One such prominent allopath was
Morris Fishbein who became the editor of the Journal of the AMA in 1924. He became well known when Time Magazine referred to him as the nation’s most ubiquitous and perhaps most influential medico.
The rise in allopathic medicine was also influenced by the needs of the battlefield. Most notably, the “world” wars made rapid research in acute care necessary; approximately 39,488 Canadian soldiers were killed in action during
World War I and approximately 12,048 died of wounds (Salisbury and English, 2003). It was considered a “medical miracle” that approximately 154,361 were injured yet survived and approximately 4 out of 5 of these soldiers returned to active military service (Salisbury and English, 2003).

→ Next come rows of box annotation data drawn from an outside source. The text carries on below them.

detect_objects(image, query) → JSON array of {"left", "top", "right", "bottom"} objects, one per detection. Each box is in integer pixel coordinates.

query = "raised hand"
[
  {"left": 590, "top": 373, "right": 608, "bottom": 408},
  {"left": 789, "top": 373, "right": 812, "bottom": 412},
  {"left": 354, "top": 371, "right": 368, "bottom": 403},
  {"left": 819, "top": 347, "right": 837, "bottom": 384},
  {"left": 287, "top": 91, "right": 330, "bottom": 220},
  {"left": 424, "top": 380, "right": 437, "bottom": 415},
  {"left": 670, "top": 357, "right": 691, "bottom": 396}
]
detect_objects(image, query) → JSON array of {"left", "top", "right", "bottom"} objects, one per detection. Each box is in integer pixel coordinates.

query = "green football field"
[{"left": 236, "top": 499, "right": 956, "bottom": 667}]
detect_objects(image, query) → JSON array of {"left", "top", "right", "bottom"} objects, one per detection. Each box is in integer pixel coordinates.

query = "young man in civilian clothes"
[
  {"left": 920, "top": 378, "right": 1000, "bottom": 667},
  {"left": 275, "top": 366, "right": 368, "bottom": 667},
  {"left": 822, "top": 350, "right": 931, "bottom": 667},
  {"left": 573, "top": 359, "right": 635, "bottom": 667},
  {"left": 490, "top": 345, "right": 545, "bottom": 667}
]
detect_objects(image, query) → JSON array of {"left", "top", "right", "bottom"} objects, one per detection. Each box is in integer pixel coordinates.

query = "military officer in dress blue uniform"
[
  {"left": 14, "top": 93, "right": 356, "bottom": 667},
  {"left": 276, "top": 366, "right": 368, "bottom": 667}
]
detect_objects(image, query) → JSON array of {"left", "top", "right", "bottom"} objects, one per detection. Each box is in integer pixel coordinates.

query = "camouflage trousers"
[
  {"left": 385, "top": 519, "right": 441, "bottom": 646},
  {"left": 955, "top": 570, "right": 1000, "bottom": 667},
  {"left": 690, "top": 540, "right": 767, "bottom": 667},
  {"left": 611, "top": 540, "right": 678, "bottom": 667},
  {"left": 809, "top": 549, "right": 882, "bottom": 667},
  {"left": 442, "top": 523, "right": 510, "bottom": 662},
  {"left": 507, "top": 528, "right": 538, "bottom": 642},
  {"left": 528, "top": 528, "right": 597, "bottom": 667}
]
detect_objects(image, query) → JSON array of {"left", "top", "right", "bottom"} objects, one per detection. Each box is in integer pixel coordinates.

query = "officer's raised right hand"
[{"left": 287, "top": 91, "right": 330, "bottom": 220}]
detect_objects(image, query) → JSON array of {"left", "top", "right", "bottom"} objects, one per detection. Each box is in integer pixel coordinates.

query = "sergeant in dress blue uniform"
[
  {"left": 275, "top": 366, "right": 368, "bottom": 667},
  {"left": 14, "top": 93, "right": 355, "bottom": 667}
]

World War II catalyzed the rapid research and development of high technological approaches to medicine and resulted in clearly visible successes. The necessity for crisis surgical intervention techniques for battlefront wounds also encouraged use of morphine, sulfa drugs, and penicillin. The introduction of “
heroic” medicine and “
wonder” drugs during the war had lasting effects. This type of medicine produced instantaneous results which awed the general public.
People’s faith in allopathic medicine grew tremendously during this time period (Magner, 2005).
People of varying socioeconomic positions continued to turn to practitioners of holistic health care. Treatments offered by holistic practitioners were not always cheaper than allopathic treatments. People turned to holistic treatments partly because they were less painful than allopathic treatments but some holistic treatments were not painless.
Both ill and healthy people sought out holistic practitioners based on sound information and experience, not fear and ignorance. While those who sought treatment from holistic practitioners may have been critical of some aspects of allopathic care, they were not interested in mounting collective social challenges to allopathy in general (Clow, 2001).
As long as we accept the premise that doctors monopolized health care in the last century, we will continue to believe that criticism of and opposition to conventional medicine is a recent phenomenon. And as long as popular disenchantment with the medical profession is seen as a product of the 1960s counter-cultural revolution, we will continue to formulate solutions to the current health care crisis that ignore enduring traditions of independence, self-help, and anti-authoritarianism. (Clow, 2001, p. 7)
North Americans thus have a strong tradition of working towards medical pluralism.